Crews try bulldozers to stop fire

? Firefighters Monday moved bulldozers north of Mount Lemmon to try to stop a raging wildfire that destroyed more than 250 homes in a vacation community.

The blaze has charred more than 19,500 acres of pine forest on the mountain just north of Tucson and is only 15 percent contained, firefighters’ spokesman Gerry Engel said.

Crews planned to use the bulldozers to fight the blaze’s northward spread by digging a firebreak connecting roads, natural features and an area that already was burned over last year.

Firefighters also wanted to cut a line across the fire’s southern flank, where crews battled Sunday to protect homes after burning embers started fires across earlier lines.

Officials said they appeared to have saved a University of Arizona observatory on top of Mount Lemmon.

They still were protecting what remained of Summerhaven, a mountaintop community where the fire roared through Thursday, destroying more than 250 of its 700 or so homes. But they shifted some crews Monday out of Summerhaven to intensify their efforts to keep the blaze from spreading.
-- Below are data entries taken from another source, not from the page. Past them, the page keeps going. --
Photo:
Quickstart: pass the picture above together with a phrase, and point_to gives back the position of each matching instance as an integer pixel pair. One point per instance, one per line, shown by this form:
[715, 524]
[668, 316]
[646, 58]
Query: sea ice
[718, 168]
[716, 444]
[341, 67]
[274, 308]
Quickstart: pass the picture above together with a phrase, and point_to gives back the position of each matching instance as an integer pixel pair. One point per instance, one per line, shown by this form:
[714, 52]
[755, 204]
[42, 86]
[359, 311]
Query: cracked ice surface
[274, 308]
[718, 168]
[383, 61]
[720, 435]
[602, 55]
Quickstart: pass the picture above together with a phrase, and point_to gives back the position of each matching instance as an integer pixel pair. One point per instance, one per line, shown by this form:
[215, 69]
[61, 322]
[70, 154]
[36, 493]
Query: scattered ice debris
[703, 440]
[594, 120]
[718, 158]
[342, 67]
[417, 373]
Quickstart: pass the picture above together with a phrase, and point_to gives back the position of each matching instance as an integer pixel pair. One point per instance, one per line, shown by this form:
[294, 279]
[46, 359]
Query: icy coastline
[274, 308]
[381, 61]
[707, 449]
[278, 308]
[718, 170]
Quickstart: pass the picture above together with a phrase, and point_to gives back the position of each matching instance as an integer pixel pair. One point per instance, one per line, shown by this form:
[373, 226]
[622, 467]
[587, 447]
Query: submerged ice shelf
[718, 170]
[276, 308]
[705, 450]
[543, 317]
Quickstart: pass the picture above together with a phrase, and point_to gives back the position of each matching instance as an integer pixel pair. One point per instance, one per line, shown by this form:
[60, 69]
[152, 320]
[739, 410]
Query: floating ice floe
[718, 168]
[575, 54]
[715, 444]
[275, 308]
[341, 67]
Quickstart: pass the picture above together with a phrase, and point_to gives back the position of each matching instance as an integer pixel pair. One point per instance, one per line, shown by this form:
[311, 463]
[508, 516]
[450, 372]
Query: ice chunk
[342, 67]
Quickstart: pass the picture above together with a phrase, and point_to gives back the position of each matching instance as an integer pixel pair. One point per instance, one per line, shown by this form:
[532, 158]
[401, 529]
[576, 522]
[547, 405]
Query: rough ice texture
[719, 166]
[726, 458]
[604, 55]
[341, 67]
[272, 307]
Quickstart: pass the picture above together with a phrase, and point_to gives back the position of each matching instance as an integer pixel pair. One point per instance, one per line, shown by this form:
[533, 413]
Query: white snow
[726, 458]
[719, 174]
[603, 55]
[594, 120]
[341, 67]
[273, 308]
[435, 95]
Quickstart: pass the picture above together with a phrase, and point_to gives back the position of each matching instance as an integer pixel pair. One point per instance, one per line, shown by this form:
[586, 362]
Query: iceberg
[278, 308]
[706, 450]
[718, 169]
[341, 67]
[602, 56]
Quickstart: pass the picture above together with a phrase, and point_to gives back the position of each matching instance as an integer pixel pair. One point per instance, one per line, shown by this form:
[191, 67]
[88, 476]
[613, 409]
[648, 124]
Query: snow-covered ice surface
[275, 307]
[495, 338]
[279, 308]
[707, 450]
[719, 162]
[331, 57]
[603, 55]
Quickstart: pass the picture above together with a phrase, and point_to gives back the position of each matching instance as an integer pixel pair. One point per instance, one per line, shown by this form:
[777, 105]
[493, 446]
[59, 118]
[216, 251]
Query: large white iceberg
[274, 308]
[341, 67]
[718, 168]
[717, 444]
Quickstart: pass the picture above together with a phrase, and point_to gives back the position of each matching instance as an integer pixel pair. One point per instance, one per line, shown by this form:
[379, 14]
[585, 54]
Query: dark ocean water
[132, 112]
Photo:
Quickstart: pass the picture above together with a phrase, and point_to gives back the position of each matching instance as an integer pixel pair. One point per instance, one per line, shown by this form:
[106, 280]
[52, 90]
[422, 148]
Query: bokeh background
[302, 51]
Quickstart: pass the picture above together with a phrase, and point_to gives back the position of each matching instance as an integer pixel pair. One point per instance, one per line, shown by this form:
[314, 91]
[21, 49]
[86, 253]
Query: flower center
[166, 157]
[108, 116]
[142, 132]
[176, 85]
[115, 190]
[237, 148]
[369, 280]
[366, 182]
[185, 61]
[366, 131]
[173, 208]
“I think everything that hasn’t burned is still at risk,” said Jeff Whitney, deputy commander of the team fighting the fire.

The cause of the fire had not been determined. Investigators expect to survey the fire’s point of origin today.

The silhouettes of scorched trees on Mount Lemmon stand against a sky filled with smoke. The blaze has charred more than 12,400 acres of pine forest on the mountain just north of Tucson, Ariz.